E.g. sexuality. Those with a healthy sexuality are literally never the ones asking to protect the youth from it. It is always those for whom it is connected with shame and stigma. So the most safe route to become afraid of the sexualization of the youth seems to be to have shameful sedual thoughts yourself. And because you, a (in your self image) controlled person have troubles with your dirty mind, how bad must it be for the youth?

So when it comes to assigning priorities to potential problems, one seems to look to themselves and extrapolate from there.

I saw similar patterns with parents that have troubles with their TV habits and extrapolate that onto the (in their eyes comparable) activity of siting on a computer.

The problem with computers is, that you can’t really tell what your kid does unless you spy on it or have the trust bond to ask them. They could be playing games, socialize, watch porn, read the news, watch videos, learn programming or editing software — who knows.

The generation of obsessive television watchers thinks kids are doomed because of the internet. The generation of wild parties belives the youth is unhinged (despite evidence against it). Etc. Just because it was aproblem for you doesn’t mean the next generation even wants it.

I have cousins that are around the age I threw my first wild parties and they didn’t even go out ror a drink yet, befause it literally doesn’t interest them.


Reminds me of one interesting thing I heard about younger generations - they know social media is a facade intuitively growing up with it. I guess it is the adults who fall for the keeping up with the Jonses facade gilding contests and don't realize their lawyer neighbor managed to get deep in debt despite making six figures in a five figure COL area.

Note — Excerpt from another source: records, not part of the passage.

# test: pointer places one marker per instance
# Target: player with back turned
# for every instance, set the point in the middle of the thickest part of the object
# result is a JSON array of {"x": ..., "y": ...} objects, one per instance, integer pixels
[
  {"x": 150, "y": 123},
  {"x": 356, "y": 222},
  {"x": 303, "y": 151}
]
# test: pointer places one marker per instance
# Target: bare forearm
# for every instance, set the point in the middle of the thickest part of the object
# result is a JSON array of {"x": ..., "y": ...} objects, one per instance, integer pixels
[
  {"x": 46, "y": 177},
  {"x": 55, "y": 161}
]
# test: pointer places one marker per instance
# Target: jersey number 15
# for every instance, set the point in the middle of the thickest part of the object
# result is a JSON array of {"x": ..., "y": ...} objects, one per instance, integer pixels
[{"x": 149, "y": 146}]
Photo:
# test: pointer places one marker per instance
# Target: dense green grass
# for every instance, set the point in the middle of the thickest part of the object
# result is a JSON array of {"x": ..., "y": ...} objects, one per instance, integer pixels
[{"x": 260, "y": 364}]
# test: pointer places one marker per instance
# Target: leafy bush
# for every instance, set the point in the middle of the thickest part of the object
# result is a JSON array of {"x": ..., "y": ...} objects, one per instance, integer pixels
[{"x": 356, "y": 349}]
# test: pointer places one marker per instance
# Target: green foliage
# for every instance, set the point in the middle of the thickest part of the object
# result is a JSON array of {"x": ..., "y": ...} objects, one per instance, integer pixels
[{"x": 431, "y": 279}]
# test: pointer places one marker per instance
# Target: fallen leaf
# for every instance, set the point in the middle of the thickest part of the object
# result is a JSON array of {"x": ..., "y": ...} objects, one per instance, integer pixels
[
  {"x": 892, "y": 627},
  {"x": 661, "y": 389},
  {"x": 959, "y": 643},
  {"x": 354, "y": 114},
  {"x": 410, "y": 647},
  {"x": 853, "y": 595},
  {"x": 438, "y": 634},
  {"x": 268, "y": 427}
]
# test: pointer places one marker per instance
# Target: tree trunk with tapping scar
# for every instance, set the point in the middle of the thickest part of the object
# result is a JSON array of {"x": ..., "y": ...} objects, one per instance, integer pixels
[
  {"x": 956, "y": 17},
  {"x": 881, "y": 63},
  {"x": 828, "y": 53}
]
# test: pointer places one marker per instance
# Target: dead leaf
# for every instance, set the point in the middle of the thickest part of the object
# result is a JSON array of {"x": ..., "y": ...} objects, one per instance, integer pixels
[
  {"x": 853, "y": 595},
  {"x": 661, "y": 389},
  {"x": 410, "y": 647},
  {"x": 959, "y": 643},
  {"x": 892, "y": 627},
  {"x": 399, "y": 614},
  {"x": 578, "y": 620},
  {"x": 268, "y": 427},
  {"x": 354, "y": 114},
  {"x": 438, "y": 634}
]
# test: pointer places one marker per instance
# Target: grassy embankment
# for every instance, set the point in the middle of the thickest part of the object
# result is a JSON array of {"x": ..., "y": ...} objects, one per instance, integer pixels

I have noticed a fundamentally disturbing thing about many who are essentially LARPing adulthood by following social pressures blindly - going through the motions of social spending, marriage and having kids not out of a desire for any of them but because they think that is what adults do.


Another way to read this is that every generation gets braver, and more willing to stand up for their privacy. (The proportion of people in the 'protection over privacy' camp consistently goes down with age).

I hope its a generational thing, and that these young folks won't change over to the "protection over privacy" camp as they age.